O Senhor Ludwig sonha com cornetas acústicas também se poderia ter intitulado “Beethoven, Mendelssohn, Bruckner, Mahler, Dukas e Shostakovich entram num bar e…”.
Tudo partiu da encomenda para uma peça orquestral feita pela Orquestra Clássica do Centro e de uma partida de 1 de Abril: aparentemente, Beethoven teria nascido não em 1770 mas em 1771 (a certidão de nascimento genuína fora “encontrada” durante umas obras na igreja paroquial onde Beethoven foi baptizado), e claro que esta mudança de data daria bastante jeito num ano em que as comemorações dos 250 anos do nascimento de Beethoven foram arruinadas pela Pandemia do Covid 19. Penso que a brincadeira terá nascido daí.
Na realidade, com ou sem nova data de nascimento, as ditas comemorações continuaram por 2021, embora tenham continuado só parcialmente, pois pouco ou nada melhorou neste segundo ano de pandemia. Quis assim não só comemorar Beethoven mas também associar à peça essa brincadeira das “fake news” relativas ao nascimento do Grande Surdo.
Como ponto de partida da peça lembrei-me do momento dramático em que o próprio reconheceu, quando questionado sobre o assunto, só “ter ouvido os tímpanos” de toda a estreia da 9ª Sinfonia, a sua obra mais icónica, tímpanos que, não por acaso, e pela primeira vez na história da Sinfonia, conduzem o discurso musical no 2º andamento, o “scherzo” (”brincadeira”, em italiano). Embora Beethoven o intitule “molto vivace”, estruturalmente é o “scherzo” da forma sinfónica.

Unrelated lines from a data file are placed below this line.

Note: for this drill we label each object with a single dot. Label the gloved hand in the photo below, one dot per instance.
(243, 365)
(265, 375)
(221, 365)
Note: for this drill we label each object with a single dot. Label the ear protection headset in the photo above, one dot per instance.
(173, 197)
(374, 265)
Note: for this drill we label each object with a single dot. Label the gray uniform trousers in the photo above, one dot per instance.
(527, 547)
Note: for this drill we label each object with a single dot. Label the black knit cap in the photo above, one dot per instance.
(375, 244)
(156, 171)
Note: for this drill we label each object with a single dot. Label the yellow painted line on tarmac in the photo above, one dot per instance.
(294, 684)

Assim, usei esse “scherzo” da 9ª Sinfonia, em particular a secção fugada onde os tímpanos fazem a sua aparição respondendo às madeiras de forma dramática, como ponto de partida. A partir daí, a música incorpora nela outras citações, umas genuínas, outras falsas (as “fake news” do estilo…), citações de compositores que, ou foram afectados pela música de Beethoven, como Bruckner, Mahler e Shostakovich, ou cuja música encaixa no espírito (e na letra!) deste scherzo, como a música de outros dois “scherzi” célebres, a música de cena para
Sonho de uma Noite de Verão, de Mendelssohn, e
O Aprendiz de Feiticeiro, de Dukas. Descobrir quais as falsas e quais as verdadeiras pode ser um bom exercício de musicologia instantânea…
Por detrás deste espírito aparentemente ligeiro esconde-se porém uma verdade brutal: a do uso perverso da 9ª Sinfonia, esse grande hino à Humanidade, por algumas das ideologias mais nefastas da História, nomeadamente pelo Nazismo. Numa época em que a extrema-direita começa novamente a emergir em todo o mundo, urge relembrar os valores humanos que esta Sinfonia (e qualquer obra de Beethoven) celebra, e não é por acaso que a música de Mendelssohn, Mahler e Dukas (três compositores judeus proibidos pelo Nazismo), a de Bruckner (exaltado, com o alemão Wagner, e talvez ainda mais do que este, em “músico representativo da raça”, pelo também austríaco Hitler), e a de Shostakovich (vítima ele próprio de outro totalitarismo, o de Estaline) foram escolhidas para se justaporem e sobreporem ao “scherzo” original de Beethoven.
Na realidade, nada nesta peça é uma “brincadeira”, um “scherzo” mas antes, se a música falasse, um aviso: somos aprendizes de feiticeiro prestes a destruir o que de melhor construímos ao longo de milénios de evolução humana.